After you stop using this medicine you must continue to obey the rules of caution concerning food, drink, and other medication for at least 2 weeks since procarbazine may continue to react with certain foods or other medicines for up to 14 days after you stop taking it.
This medicine will add to the effects of alcohol and other CNS depressants (medicines that slow down the nervous system, possibly causing drowsiness). Some examples of CNS depressants are antihistamines or medicine for hay fever, other allergies, or colds; sedatives, tranquilizers, or sleeping medicine; prescription pain medicine or narcotics; barbiturates; medicine for seizures; muscle relaxants; or anesthetics, including some dental anesthetics. Check with your doctor before taking any of the above while you are using this medicine.
This medicine may cause some people to become drowsy or less alert than they are normally. Make sure you know how you react to this medicine before you drive, use machines, or do anything else that could be dangerous if you are not alert.
While you are being treated with procarbazine, and after you stop treatment with it, do not have any immunizations (vaccinations) without your doctor's approval. Procarbazine may lower your body's resistance and there is a chance you might get the infection the immunization is meant to prevent. In addition, other persons living in your household should not take or should not have recently taken oral polio vaccine since there is a chance they could pass the polio virus on to you. Also, avoid persons who have taken oral polio vaccine. Do not get close to them and do not stay in the same room with them for very long. If you cannot take these precautions, you should consider wearing a protective face mask that covers the nose and mouth.

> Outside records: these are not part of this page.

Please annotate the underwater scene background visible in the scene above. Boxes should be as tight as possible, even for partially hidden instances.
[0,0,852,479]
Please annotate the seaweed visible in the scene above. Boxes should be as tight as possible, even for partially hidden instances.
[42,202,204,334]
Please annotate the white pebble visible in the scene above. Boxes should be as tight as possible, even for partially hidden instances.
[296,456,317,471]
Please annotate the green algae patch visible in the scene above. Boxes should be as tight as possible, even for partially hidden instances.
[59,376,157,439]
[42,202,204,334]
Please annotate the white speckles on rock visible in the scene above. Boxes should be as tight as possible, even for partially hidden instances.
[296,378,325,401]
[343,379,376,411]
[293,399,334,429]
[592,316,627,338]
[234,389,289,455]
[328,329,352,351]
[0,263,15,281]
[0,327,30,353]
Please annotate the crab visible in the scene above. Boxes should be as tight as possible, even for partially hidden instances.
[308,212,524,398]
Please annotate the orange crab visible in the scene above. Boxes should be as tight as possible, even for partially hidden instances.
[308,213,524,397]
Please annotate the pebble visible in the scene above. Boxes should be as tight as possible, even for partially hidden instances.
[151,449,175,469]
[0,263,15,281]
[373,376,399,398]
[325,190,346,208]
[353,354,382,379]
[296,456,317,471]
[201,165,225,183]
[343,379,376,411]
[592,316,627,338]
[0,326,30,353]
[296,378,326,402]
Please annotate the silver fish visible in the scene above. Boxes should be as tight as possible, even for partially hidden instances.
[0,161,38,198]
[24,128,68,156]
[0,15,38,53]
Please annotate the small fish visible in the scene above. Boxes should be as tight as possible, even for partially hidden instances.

Procarbazine can lower the number of white blood cells in your blood temporarily, increasing the chance of getting an infection. It can also lower the number of platelets, which are necessary for proper blood clotting. If this occurs, there are certain precautions you can take, especially when your blood count is low, to reduce the risk of infection or bleeding:
- If you can, avoid people with infections. Check with your doctor immediately if you think you are getting an infection or if you get a fever or chills, cough or hoarseness, lower back or side pain, or painful or difficult urination.
- Check with your doctor immediately if you notice any unusual bleeding or bruising; black, tarry stools; blood in urine or stools; or pinpoint red spots on your skin.
- Be careful when using a regular toothbrush, dental floss, or toothpick. Your medical doctor, dentist, or nurse may recommend other ways to clean your teeth and gums. Check with your medical doctor before having any dental work done.
- Do not touch your eyes or the inside of your nose unless you have just washed your hands and have not touched anything else in the meantime.
- Be careful not to cut yourself when you are using sharp objects such as a safety razor or fingernail or toenail cutters.
- Avoid contact sports or other situations where bruising or injury could occur.
For diabetic patients:
- Procarbazine may affect blood sugar levels. While you are using this medicine, be especially careful in testing for sugar in your blood or urine.
If you are going to have surgery (including dental surgery) or emergency treatment tell the medical doctor or dentist in charge that you are using this medicine or have used it within the past 2 weeks.
Your doctor may want you to carry an identification card stating that you are using this medicine.